20Uhuru Kenyatta n’a pas de mal à jouer de la corde sensible du procès de Kapenguria qui avait condamné son père sur la foi de témoignages truqués. Ce procès avait sauvé la carrière de Jomo Kenyatta, très menacé par une élite plus radicale que lui. Après son emprisonnement dans le nord du pays et au cours duquel Uhuru a été conçu, Jomo Kenyatta est apparu comme le leader incontesté du pays et le Père de la Nation. De nos jours, la perfidie britannique est d’autant plus dans les esprits que les médias rappellent régulièrement les difficultés des anciens Mau Mau pour obtenir par la voie judiciaire une compensation pour leurs souffrances. Mais la référence à Jomo est somme toute assez discrète car les discours rapprochent plutôt le sort d’Uhuru de celui de Dedan Kimathi, le leader Mau Mau, mort tragiquement entre les mains des Britanniques. Cette figure parle davantage aux jeunes qu’il s’agit de séduire prioritairement. Qui aurait imaginé que l’héritier, né avec une cuillère d’argent, serait un jour considéré comme le Kimathi des temps modernes ? Kimathi était jusque-là le symbole des exclus, des sous-prolétaires et surtout des paysans en demande de terres [7].

21Ainsi, les récits de victimisation et la référence à un passé mythifié permettent de construire Uhuru et Ruto en héros, des figures relevant de la légende et destinées à guider leurs peuples. À travers ces héros, il s’agit de faire rêver les populations d’un destin collectif prospère et prestigieux, cela dans des périodes de crise et de doute. UhuRuto proposent des récits, différents dans chacune de leur communauté, qui relient un passé mythifié à un futur tout aussi improbable mais fait de jours meilleurs. Ils leur proposent un futur de modernité : à eux de devenir la « génération digitale » contre les autres communautés qui resteraient dans la « génération analogique », selon les images constamment martelées par William Ruto [8]. Ce travail de propagande fonctionne plus particulièrement en période électorale nécessairement perçue comme moment propice au changement.

22Le procès en victimisation et la stratégie d’héroïsation d’UhuRuto tirent leur efficacité du registre religieux que ces politiciens usent pour l’énoncer et mobiliser.

La CPI et la pentecôtisation de la vie politique

23Début 2011, ces deux politiciens sillonnent le pays et se livrent à des prayer meetings.
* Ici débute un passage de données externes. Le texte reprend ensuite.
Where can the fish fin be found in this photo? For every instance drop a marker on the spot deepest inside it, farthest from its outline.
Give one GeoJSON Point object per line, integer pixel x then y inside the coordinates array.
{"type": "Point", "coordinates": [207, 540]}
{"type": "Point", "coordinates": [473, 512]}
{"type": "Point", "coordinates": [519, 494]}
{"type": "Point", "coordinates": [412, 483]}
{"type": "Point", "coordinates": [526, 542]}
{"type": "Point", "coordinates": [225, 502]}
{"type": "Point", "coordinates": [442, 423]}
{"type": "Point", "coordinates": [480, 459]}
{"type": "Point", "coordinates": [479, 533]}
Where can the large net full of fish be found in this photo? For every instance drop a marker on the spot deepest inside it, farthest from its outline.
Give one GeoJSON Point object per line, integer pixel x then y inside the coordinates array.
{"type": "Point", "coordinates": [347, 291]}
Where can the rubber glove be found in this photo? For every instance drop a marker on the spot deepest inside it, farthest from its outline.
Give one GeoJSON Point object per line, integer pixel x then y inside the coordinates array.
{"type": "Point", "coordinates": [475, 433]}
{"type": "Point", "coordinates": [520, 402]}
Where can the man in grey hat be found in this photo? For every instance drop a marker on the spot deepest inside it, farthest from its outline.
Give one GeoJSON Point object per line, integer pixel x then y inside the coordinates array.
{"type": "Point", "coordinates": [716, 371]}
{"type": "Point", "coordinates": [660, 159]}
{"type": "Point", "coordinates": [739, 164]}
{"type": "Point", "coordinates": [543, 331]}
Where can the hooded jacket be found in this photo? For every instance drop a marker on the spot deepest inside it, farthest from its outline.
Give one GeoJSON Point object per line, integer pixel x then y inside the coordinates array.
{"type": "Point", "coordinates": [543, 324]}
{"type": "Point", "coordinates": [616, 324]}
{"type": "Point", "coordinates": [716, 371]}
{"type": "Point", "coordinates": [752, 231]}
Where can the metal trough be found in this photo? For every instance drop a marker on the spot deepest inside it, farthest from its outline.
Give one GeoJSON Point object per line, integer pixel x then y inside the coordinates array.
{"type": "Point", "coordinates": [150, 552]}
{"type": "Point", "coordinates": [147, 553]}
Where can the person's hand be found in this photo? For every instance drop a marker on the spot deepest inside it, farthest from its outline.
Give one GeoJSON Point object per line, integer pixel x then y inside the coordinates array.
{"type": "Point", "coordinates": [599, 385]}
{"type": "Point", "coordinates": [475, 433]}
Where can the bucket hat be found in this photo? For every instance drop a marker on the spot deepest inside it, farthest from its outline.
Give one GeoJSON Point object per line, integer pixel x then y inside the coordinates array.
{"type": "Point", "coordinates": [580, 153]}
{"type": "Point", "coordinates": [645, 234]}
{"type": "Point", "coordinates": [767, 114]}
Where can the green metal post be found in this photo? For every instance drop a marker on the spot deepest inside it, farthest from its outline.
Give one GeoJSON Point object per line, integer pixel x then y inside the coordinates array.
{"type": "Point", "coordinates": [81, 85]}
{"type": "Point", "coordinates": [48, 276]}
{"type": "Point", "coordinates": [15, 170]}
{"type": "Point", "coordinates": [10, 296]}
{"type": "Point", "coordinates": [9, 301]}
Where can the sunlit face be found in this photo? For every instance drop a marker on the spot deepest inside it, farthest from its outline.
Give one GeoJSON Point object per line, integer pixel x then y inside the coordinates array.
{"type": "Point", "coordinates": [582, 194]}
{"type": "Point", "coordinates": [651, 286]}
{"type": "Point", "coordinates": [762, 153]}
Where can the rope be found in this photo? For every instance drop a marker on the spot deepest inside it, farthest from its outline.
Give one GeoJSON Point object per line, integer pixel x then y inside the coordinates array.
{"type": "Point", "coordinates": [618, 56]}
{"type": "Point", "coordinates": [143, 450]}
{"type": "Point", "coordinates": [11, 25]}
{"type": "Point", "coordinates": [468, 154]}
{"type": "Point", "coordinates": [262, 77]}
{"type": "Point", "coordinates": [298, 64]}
Ils sont accompagnés de prélats qui dirigent les prières et de nombreux parlementaires qui lancent les attaques les plus violentes et préparent ainsi la perspective d’un ticket Uhuru-Ruto. Peu à peu, la plupart des parlementaires de l’ethnie des deux leaders se rendent à ces cessions de prayer meeting-cum rally. Il ne faut pas apparaître comme pro-CPI si l’on souhaite se faire réélire. De plus, ils sont payés pour leurs frais de déplacement [9]. Des leaders d’autres ethnies participent activement dès lors qu’ils s’opposent à Raila. En 2011, ces élus viennent plutôt de l’ensemble ethnique KKK (Kikuyu, Kalenjin, Kamba) et en 2012, avec la G7 Alliance, le front s’ouvre notamment aux Luhya à travers Eugène Wamalwa (Saboti MP) et aux Kisii, par Omingo Magara (South Mugirango MP).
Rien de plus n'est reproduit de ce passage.